North East Shuttles is the brainchild of Hyderabad-based Captain Shoba Mani and Agartala-based Captain Phuzunath Nepali, who had earlier operated Sita airways in Nepal. It is now poised to become the first scheduled regional airline of the North-east region, according to MS Sodhi, adviser, transport and communications, North Eastern Council, who spoke to a section of the media recently. He said that with the emergence of North East Shuttles, the NEC had dropped the idea of having its own dedicated airline service for the North-east. Besides the Cessna, North East Shuttles has also acquired two more 19-seater Dornier aircraft that had been parked at Kolkata. Once it begins functioning as a scheduled regional airlines, it could operate about 100 scheduled flights a week connecting such places like Bagdogra, Tezpur, Dibrugrah, Jorhat, Dimapur, Silchar, Agartala, Aizwal, Umroi (Meghalaya) and Imphal with Guwahati as the base, Sodhi added.

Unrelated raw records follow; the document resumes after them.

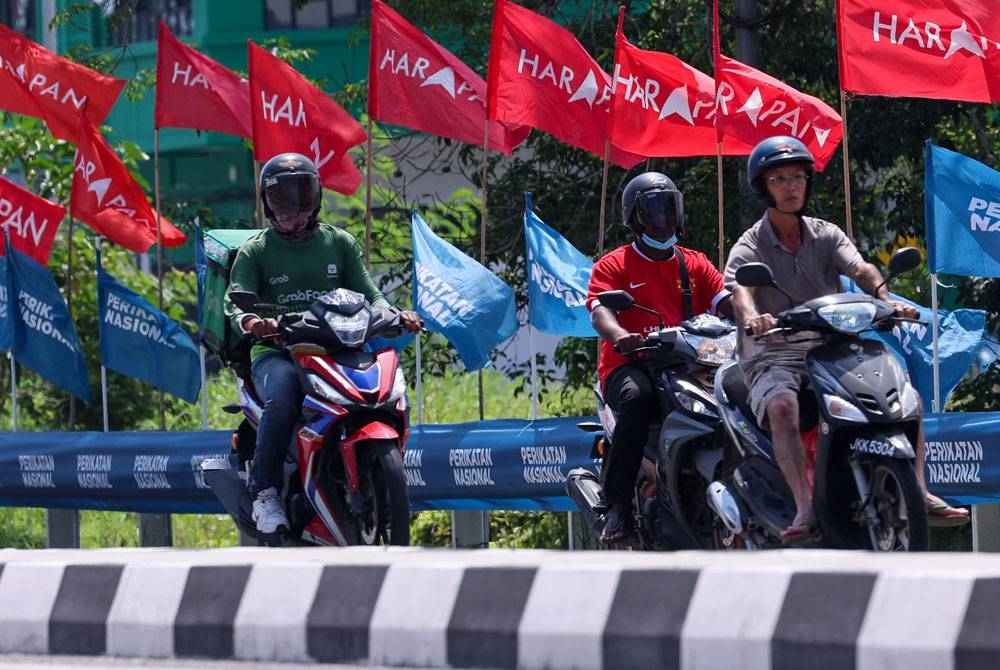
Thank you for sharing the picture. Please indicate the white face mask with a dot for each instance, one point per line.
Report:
(659, 246)
(294, 227)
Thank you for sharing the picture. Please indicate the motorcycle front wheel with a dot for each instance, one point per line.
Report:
(899, 507)
(386, 516)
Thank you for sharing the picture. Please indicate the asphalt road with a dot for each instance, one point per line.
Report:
(32, 662)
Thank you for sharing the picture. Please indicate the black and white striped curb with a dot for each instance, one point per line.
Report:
(508, 609)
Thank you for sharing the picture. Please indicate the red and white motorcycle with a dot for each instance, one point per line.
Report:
(344, 477)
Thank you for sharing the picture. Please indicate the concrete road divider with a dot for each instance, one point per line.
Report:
(507, 609)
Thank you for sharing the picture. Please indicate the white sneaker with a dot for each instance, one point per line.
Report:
(268, 512)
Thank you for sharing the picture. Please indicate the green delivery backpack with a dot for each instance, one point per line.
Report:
(218, 332)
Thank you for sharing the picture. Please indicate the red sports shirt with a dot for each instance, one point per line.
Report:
(653, 284)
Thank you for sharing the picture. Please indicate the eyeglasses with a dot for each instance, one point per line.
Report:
(782, 181)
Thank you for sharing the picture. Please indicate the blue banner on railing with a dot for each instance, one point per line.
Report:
(507, 464)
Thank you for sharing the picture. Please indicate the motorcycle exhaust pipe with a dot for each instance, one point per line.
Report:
(584, 489)
(722, 501)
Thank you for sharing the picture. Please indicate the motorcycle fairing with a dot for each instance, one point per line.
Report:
(366, 384)
(309, 447)
(732, 394)
(863, 372)
(376, 430)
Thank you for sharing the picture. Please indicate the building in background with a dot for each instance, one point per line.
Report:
(214, 168)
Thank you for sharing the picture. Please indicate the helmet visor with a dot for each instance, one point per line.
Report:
(292, 193)
(659, 209)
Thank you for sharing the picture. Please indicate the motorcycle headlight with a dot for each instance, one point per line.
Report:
(850, 317)
(839, 408)
(350, 330)
(713, 350)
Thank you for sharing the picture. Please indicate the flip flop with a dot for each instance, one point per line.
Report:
(943, 515)
(800, 532)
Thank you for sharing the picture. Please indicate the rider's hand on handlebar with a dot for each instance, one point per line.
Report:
(261, 327)
(629, 342)
(410, 321)
(905, 311)
(762, 323)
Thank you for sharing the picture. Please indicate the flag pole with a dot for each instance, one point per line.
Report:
(199, 244)
(71, 419)
(722, 234)
(104, 370)
(419, 384)
(604, 197)
(531, 330)
(368, 195)
(12, 304)
(936, 405)
(847, 168)
(13, 389)
(482, 240)
(159, 253)
(258, 204)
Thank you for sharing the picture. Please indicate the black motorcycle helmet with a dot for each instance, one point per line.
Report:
(774, 151)
(652, 196)
(289, 184)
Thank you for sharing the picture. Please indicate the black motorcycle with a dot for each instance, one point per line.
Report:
(685, 447)
(860, 412)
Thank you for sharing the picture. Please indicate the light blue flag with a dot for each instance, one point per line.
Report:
(962, 212)
(459, 298)
(960, 344)
(140, 341)
(43, 336)
(5, 320)
(558, 275)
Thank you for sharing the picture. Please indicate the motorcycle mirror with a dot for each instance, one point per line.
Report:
(616, 300)
(758, 275)
(904, 260)
(754, 275)
(245, 300)
(622, 300)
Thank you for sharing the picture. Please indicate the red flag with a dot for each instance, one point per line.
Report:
(290, 114)
(753, 106)
(540, 75)
(194, 91)
(30, 220)
(944, 49)
(415, 82)
(36, 82)
(106, 197)
(664, 107)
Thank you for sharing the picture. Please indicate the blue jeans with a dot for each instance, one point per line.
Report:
(277, 385)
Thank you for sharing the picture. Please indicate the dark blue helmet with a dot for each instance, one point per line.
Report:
(770, 153)
(652, 195)
(289, 183)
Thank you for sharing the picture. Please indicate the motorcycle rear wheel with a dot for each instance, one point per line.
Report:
(900, 507)
(387, 503)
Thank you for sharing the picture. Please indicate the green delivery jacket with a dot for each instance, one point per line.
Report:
(295, 274)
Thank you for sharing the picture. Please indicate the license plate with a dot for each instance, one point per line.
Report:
(876, 447)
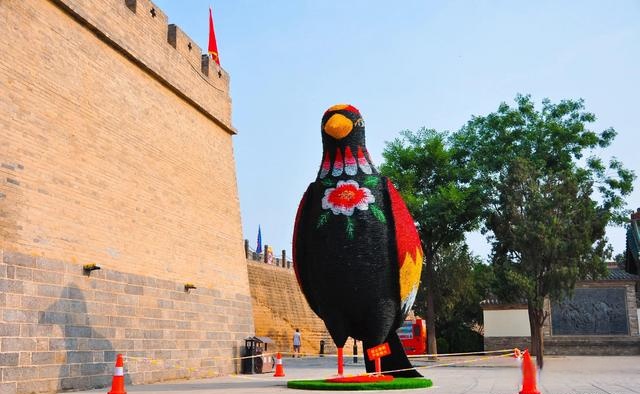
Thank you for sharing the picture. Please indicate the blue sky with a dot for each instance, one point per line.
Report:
(405, 65)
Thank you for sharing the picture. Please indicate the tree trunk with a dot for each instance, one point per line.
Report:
(432, 347)
(536, 321)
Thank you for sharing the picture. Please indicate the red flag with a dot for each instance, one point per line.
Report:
(213, 46)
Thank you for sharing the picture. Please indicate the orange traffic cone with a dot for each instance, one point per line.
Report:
(117, 385)
(528, 375)
(279, 367)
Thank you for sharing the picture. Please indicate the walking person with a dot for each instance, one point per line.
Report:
(297, 342)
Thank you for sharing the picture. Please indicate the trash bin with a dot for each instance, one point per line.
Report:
(256, 346)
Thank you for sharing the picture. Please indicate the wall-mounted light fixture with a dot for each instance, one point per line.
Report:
(87, 268)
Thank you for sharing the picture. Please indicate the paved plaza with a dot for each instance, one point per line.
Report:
(561, 375)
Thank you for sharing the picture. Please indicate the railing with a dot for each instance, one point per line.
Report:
(266, 257)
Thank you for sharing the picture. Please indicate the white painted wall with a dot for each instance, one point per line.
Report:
(506, 323)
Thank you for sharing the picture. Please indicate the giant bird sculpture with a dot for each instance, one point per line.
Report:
(356, 252)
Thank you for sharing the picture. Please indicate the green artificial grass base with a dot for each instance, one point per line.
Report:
(395, 384)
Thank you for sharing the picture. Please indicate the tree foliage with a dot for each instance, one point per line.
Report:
(549, 198)
(463, 282)
(441, 194)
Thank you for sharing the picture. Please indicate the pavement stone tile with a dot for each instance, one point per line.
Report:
(561, 375)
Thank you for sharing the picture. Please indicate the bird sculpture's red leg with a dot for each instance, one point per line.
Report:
(340, 362)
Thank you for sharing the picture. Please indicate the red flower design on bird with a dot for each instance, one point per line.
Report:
(347, 196)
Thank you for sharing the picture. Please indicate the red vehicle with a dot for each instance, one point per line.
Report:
(413, 335)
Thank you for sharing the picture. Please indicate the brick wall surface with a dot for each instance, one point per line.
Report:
(60, 329)
(102, 163)
(115, 149)
(279, 307)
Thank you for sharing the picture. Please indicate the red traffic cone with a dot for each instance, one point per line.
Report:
(279, 367)
(528, 375)
(117, 385)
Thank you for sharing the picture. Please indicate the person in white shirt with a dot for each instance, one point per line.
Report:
(297, 342)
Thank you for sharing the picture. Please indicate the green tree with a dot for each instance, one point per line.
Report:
(463, 282)
(441, 195)
(548, 203)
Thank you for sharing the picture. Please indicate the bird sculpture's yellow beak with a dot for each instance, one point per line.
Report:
(338, 126)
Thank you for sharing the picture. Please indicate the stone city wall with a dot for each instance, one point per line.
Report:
(116, 151)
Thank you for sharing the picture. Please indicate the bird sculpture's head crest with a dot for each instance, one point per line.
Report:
(341, 120)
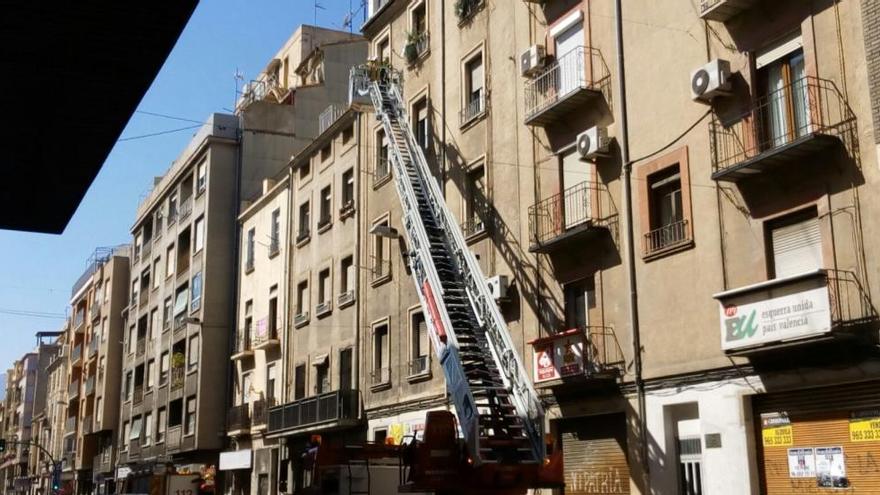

There is more good news — and competition for North East Shuttles. According to Jaichandra, a group of 15-20 promoters of the North-east has formed North East Aviation, Pvt Ltd and hopes  the registration process as a regional airline will be completed by March. This new entity, according to Jaichandra, will be using the Brazilian-made Embraer — a twin-jet aircraft — on a dry lease. It can carry 90-100 passengers. This airline will be based in Imphal and operate between Imphal and Aizwal-Silchar, Imphal-Guwahati and Imphal-Kolkata. The good thing about planes, as an old Imphal observer put it, is that “they are  bandh- and blockade-proof”. For a population trapped in so much turmoil on the ground, perhaps the sky will be the easiest way out.